Opinião

O Estado, os partidos e os media

Ignorar a importância dos media, mas também do jornalismo e do público, é comprometer a sociedade que queremos construir. E isso implica-nos. Estado incluído.

Cumprir as leis que o órgão legislativo aprova é o que os cidadãos esperam do Estado. E que este seja pessoa de bem, também. Porém, nem sempre é assim. O setor dos media que o diga, sobretudo ao nível regional.

O incumprimento da Lei da Publicidade Institucional (n.º 95/2015, de 17 de agosto) é aquela que mais tem motivado protestos por parte dos representes do setor. E o que diz a referida lei? Que a distribuição da publicidade institucional do Estado, “deve ser afeta aos órgãos de comunicação social regionais e locais uma percentagem não inferior a 25 % do custo global previsto de cada campanha de publicidade institucional do Estado de valor unitário igual ou superior a (euro) 15000” (artigo 8.º, alínea 1). Diligências das associações que representam o setor não têm faltado nos últimos anos. Seja na exposição pública do assunto, como na sensibilização dos partidos com assento parlamentar. Infelizmente a situação de incumprimento têm-se arrastado ao longo dos anos, sem sinais visíveis de melhoria.

“Se os políticos não nos ouvem, nós também não ouvimos os políticos.” Esta foi a recente tomada de posição da Rádio Condestável, à qual se juntaram outras rádios locais, em protesto pela falta de pagamento de tempo de antena nas legislativas — algo que já não ocorre aquando de referendos e eleições autárquicas. Na prática, a informação veiculada limita-se à agenda da campanha eleitoral, sem lugar a entrevistas aos candidatos de cada círculo distrital ou ao escrutínio dos programas dos respetivos partidos. 

Os exemplos aqui deixados têm consequências ao nível da sobrevivência. Ainda que a capacidade de resistir às dificuldades seja evidente entre os media regionais, a verdade é que um Estado que diz, mas não faz, não pode ser bom exemplo. E parece-nos que a reflexão, caso se pretenda séria, deve começar por aí.
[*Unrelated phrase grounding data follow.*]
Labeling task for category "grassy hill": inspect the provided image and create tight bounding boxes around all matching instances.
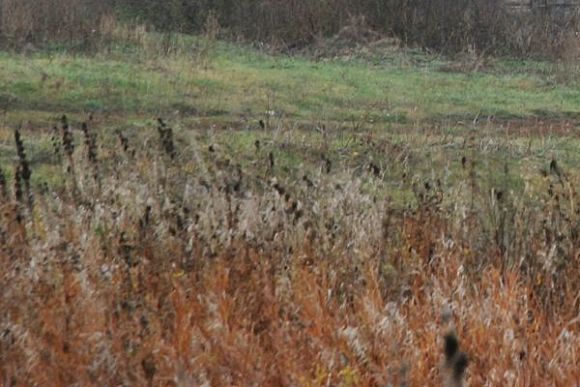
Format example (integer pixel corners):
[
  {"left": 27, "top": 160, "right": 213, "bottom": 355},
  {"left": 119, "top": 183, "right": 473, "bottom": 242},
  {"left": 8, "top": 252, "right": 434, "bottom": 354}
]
[
  {"left": 3, "top": 37, "right": 580, "bottom": 124},
  {"left": 1, "top": 36, "right": 578, "bottom": 190}
]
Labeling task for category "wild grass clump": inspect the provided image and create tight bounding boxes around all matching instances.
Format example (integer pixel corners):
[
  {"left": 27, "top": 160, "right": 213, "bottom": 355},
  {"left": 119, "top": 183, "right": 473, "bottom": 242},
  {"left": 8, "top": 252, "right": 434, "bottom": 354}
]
[
  {"left": 81, "top": 121, "right": 100, "bottom": 188},
  {"left": 0, "top": 116, "right": 578, "bottom": 385},
  {"left": 156, "top": 117, "right": 176, "bottom": 160}
]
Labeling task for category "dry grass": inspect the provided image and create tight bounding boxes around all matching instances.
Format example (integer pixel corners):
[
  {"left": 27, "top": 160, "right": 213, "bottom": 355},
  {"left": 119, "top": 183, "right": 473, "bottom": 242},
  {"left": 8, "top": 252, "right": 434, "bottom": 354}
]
[{"left": 0, "top": 116, "right": 579, "bottom": 386}]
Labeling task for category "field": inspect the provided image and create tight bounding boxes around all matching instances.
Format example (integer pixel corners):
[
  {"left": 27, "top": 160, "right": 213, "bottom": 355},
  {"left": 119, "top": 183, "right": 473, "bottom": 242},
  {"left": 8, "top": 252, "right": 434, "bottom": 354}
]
[{"left": 1, "top": 35, "right": 579, "bottom": 385}]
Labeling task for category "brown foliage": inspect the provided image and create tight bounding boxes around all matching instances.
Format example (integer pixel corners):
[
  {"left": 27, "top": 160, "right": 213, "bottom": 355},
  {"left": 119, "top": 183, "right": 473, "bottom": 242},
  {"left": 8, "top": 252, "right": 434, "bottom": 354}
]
[{"left": 0, "top": 117, "right": 579, "bottom": 385}]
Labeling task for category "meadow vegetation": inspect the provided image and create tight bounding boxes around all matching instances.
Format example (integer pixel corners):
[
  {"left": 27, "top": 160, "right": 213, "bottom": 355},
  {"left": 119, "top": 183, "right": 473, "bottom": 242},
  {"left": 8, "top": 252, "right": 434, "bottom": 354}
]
[{"left": 1, "top": 16, "right": 579, "bottom": 387}]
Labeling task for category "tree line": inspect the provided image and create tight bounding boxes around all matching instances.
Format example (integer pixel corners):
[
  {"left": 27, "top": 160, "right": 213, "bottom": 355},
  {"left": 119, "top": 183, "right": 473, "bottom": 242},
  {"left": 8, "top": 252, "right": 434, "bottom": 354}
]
[{"left": 1, "top": 0, "right": 578, "bottom": 56}]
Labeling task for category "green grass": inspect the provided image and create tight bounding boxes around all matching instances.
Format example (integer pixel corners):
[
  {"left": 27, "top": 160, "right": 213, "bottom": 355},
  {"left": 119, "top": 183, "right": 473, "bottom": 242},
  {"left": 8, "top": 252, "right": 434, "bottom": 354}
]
[
  {"left": 0, "top": 36, "right": 578, "bottom": 206},
  {"left": 2, "top": 39, "right": 580, "bottom": 127}
]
O Presidente da República já se manifestou preocupado pelo estado do setor e apontou à necessidade de se encontrarem medidas de apoio. A desinformação preocupa-o, bem como outras entidades da sociedade civil, que se têm multiplicado em iniciativas em torno da literacia mediática. Os media são reconhecidos como um bem de e para a sociedade, independentemente da sua origem, escala ou suporte. No caso dos media dos pequenos territórios e comunidades, recupero Azeredo Lopes, ex-ministro da defesa e à época presidente da Entidade Reguladora para a Comunicação Social, no estudo “A imprensa local e regional em Portugal” (ERC, 2010: 18):

 “A imprensa regional, pude comprová-lo se dúvidas tivesse, desempenha um papel notável de reforço de um conceito rico de cidadania. Cultiva a proximidade, é útil para quem a lê, estimula ou, pelo menos, conserva, laços identitários, culturais e históricos da maior importância — e muitos exemplos concretos conheci. Acarinha o particular, numa altura em que só se prega o global. Cultiva a língua portuguesa, num plano cada vez mais raro na Imprensa em geral”.
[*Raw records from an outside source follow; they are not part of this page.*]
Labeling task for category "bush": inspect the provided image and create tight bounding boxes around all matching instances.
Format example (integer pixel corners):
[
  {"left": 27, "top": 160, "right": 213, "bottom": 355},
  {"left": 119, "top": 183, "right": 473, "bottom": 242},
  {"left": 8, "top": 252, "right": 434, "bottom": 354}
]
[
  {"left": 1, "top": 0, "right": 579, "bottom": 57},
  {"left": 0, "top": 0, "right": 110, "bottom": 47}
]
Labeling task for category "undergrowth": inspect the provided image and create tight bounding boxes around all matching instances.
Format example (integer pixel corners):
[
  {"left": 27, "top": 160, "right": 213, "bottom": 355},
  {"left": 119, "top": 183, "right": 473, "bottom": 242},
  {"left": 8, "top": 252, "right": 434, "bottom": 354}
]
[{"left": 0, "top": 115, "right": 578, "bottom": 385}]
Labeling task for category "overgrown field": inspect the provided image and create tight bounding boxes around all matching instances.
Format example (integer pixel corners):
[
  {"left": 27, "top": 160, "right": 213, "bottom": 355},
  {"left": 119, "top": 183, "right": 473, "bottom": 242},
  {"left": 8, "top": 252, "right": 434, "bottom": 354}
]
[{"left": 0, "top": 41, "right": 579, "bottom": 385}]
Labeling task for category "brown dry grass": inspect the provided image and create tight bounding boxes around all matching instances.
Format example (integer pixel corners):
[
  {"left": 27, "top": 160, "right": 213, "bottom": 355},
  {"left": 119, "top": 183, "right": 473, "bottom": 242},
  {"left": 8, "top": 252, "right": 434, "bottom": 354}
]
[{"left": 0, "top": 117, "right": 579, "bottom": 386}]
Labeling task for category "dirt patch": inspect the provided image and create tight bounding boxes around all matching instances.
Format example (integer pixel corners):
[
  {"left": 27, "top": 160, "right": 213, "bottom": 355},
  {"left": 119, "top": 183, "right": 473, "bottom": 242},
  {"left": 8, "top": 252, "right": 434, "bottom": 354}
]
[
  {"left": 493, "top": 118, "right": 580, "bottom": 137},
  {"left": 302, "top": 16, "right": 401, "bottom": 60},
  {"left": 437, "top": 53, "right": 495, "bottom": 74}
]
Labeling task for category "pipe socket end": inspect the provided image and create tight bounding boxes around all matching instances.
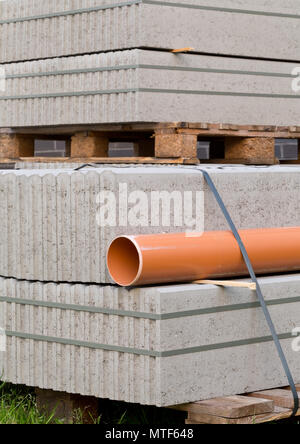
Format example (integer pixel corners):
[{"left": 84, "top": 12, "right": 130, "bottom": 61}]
[{"left": 107, "top": 236, "right": 142, "bottom": 287}]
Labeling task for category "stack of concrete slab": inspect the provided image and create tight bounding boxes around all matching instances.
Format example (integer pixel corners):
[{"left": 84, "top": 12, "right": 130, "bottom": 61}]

Aproxima-se mais um ato eleitoral e um novo Governo, sem que se perspetive uma mudança de rumo quanto ao Estado pessoa de bem, na matéria aqui trazida. E a principal motivação para esta forma de pensar, é a dificuldade em encontrar medidas no programa eleitoral dos partidos que no próximo dia 6 vão a votos. Por isso, desafiei — via Facebook — os candidatos dos partidos pelo meu círculo eleitoral (Leiria).
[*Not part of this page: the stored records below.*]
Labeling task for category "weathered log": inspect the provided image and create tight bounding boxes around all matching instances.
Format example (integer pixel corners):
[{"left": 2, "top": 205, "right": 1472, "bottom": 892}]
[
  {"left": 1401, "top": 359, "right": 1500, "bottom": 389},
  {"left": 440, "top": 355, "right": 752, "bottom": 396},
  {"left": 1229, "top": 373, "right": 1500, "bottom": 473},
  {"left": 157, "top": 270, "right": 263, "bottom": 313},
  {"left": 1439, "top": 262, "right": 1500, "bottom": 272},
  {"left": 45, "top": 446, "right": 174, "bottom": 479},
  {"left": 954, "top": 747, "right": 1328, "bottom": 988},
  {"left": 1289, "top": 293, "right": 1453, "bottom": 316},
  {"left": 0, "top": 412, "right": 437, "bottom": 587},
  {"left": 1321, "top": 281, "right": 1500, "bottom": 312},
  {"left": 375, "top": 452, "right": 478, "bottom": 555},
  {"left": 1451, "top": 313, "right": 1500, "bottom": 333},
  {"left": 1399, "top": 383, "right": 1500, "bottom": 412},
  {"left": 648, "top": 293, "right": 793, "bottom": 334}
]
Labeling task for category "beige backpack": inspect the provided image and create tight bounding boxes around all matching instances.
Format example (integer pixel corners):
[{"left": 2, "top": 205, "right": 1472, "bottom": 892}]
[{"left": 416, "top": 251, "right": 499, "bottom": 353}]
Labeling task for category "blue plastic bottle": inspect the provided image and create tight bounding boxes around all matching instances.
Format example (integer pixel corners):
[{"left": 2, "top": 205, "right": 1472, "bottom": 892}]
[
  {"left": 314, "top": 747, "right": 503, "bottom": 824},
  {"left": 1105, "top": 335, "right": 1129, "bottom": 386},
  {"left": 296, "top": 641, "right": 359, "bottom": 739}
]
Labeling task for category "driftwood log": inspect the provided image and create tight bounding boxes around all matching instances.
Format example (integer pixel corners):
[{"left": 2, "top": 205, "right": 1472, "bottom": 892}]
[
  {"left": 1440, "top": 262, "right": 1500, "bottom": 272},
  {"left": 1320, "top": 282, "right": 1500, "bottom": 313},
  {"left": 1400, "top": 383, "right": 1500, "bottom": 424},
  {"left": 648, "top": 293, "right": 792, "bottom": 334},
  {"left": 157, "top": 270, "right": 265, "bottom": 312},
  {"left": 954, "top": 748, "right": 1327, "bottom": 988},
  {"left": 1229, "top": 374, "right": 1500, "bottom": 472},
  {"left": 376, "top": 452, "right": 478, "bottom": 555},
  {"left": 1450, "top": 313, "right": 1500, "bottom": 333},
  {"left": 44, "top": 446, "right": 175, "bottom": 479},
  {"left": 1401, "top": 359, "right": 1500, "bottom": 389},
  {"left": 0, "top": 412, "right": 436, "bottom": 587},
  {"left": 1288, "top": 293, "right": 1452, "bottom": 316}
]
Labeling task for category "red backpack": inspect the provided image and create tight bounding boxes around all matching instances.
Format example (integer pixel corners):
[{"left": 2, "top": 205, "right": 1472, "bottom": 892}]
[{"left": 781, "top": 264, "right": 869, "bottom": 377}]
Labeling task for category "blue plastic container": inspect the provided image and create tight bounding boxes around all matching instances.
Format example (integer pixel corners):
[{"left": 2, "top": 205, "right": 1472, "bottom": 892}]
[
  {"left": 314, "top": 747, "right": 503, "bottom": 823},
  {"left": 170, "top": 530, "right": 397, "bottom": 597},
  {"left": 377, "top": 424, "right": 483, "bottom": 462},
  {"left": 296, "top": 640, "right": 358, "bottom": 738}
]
De 25 de setembro a 2 de outubro, de 17 responderam quatro: o Livre quer regras para fomentar o pluralismo, limites à concentração de capital e transparência sobre os acionistas dos grupos de media; o Chega considera a possibilidade de existir uma “entidade idónea”, com representantes independentes e por distrito, que garanta o escrutínio dos media e a promoção de igualdade; o Partido Nacional Renovador, que não discorda da possibilidade de se criar um ministério ou secretaria de estado dedicado ao setor, é particularmente crítico com os media nacionais, ao considerar que prestam um serviço “altamente nocivo ao país”, por estarem “nas mãos de grupos de interesses”; e o Iniciativa Liberal não pretende novas entidades em torno dos media, defende que estes devem ser o máximo possível livres da “interferência estatal” e propõe inclusivamente a privatização da RTP.  

Ignorar a importância dos media, mas também do jornalismo e do público, é comprometer a sociedade que queremos construir. E isso implica-nos. Estado incluído.